I found myself struggling today. I attended an EQuAL meeting and afterwards a Guess The Straight panel. The entire time I felt myself missing my "dykey-ness". Dont get me wrong, im still quite dykey. But im nearing closer to the feminine side. I cant really say im androgynous, but rather balancing the line in between with a foot on each side. Today I wore mens tennis shoes, fitted mens jeans, and a sweatshirt. Under my sweatshirt was a 3/4 sleeve girls t-shirt and my push up bra. I had a hippie-ish headband in my hair. I will soon have a hippie skirt arriving in the mail that I am thrilled to wear around the house. And I am definatley not against wearing it in public. I dont care what anyone thinks of how I look. And yet for some reason I find myself really missing my short hair and boys clothes. The dyke persona. Im the girliest, femmiest person in the butchiest body. Its really a brain trip sometimes! This is one of the reasons I want to lose weight. Because I think if I am thin I will be comfy in girls tops and boys bottoms and be able to have the best of both worlds at the same time.

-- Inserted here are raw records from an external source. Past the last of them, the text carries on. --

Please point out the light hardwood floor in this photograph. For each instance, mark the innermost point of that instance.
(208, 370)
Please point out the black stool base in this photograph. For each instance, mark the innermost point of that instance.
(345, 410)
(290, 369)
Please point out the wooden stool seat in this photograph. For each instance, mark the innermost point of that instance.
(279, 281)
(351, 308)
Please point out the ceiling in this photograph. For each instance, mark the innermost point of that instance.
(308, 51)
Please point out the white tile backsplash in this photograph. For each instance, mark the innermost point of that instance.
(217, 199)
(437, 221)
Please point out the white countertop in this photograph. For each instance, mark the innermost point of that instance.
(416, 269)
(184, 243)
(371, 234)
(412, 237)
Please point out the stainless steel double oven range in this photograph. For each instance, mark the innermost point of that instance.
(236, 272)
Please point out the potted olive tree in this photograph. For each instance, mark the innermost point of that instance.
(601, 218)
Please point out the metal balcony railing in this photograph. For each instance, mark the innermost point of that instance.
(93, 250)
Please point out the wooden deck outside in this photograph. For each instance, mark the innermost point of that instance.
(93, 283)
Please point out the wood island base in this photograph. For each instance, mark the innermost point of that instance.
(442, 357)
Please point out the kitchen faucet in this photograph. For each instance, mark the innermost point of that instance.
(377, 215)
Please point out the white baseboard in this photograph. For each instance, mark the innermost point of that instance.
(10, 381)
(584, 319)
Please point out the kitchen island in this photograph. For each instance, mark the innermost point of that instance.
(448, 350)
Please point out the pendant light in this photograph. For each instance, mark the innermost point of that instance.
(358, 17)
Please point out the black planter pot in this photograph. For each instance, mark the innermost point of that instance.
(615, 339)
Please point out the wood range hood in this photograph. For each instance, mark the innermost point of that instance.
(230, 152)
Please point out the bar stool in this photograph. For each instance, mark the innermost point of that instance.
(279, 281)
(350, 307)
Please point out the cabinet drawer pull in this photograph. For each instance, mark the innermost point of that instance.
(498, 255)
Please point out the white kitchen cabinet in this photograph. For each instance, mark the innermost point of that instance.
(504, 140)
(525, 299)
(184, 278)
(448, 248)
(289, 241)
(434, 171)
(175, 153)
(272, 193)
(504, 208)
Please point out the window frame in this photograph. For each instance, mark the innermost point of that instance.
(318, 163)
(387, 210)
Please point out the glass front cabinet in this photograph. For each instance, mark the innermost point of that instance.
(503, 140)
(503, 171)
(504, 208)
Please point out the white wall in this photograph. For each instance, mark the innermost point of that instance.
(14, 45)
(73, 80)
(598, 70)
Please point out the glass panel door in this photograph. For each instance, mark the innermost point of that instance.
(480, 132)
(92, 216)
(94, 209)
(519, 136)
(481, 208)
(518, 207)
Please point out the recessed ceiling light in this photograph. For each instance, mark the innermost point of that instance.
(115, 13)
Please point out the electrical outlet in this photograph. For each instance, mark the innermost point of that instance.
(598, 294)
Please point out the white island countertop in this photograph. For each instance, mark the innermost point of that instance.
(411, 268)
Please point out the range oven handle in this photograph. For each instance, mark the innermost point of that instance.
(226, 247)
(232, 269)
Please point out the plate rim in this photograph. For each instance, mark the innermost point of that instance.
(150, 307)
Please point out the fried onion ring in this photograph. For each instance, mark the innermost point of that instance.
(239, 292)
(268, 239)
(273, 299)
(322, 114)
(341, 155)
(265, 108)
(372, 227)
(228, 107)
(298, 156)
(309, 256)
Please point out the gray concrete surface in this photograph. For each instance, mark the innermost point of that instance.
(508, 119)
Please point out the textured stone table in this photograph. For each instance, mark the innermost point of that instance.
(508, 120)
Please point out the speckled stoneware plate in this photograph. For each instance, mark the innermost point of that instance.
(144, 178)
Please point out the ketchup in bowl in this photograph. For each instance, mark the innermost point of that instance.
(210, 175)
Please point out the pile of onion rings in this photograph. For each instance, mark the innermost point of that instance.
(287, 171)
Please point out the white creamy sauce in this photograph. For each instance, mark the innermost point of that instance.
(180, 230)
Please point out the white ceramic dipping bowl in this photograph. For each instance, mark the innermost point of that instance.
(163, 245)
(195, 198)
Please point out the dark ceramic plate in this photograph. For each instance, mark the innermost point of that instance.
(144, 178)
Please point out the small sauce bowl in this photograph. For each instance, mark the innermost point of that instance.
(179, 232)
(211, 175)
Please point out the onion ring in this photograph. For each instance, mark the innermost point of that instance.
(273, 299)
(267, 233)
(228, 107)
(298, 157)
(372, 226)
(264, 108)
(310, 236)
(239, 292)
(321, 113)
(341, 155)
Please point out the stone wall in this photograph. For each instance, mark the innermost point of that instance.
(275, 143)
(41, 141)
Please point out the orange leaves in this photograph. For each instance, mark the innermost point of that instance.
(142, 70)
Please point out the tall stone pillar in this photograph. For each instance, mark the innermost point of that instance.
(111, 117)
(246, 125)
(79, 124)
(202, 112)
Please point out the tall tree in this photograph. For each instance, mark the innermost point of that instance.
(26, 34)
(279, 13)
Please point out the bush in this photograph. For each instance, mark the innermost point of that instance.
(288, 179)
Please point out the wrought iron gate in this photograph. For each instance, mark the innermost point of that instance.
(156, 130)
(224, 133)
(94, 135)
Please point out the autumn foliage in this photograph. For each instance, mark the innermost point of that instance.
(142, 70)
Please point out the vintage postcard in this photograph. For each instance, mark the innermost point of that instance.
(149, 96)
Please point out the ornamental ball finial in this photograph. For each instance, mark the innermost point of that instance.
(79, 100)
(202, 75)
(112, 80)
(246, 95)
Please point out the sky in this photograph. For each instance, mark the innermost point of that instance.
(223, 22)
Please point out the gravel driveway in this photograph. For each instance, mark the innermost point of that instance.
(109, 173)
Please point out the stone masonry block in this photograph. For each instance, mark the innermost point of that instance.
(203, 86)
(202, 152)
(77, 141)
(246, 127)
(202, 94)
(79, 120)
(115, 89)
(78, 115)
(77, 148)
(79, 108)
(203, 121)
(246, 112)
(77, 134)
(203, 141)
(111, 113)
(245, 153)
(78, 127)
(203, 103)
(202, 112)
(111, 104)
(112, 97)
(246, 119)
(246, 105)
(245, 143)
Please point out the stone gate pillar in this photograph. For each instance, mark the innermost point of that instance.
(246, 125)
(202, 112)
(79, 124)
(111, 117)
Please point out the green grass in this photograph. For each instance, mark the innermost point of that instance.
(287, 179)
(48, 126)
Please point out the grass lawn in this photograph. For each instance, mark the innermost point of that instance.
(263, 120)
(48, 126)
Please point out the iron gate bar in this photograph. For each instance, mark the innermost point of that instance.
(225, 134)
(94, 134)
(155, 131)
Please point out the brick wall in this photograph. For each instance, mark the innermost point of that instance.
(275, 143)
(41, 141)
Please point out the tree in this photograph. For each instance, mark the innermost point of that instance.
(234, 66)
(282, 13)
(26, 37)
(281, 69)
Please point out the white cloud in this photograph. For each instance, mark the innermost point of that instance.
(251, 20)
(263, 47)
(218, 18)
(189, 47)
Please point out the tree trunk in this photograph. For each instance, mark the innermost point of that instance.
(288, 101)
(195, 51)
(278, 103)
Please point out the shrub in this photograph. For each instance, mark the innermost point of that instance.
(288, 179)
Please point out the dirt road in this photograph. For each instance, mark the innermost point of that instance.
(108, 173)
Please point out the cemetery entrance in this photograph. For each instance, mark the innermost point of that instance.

Im trying hard to judge how much of what im feeling is coming from how I perceive others to see me and how I truly see myself. I feel like others find me more attractive as a butch and I feel more attractive to others that way. When I become more feminine, I feel as though I become invisible. Same with my hair, the longer it becomes the more ackward I feel. The hair growth itself will have to stick because I want my dreads. I wonder how the hair will impact my view of myself. Ive never seen a really butchy girl with dreads.
Rosie tells me im silly and am overthinking this. My friend Lynn says mostly the same. Im sure they are right, but I cant help where my brain wanders to.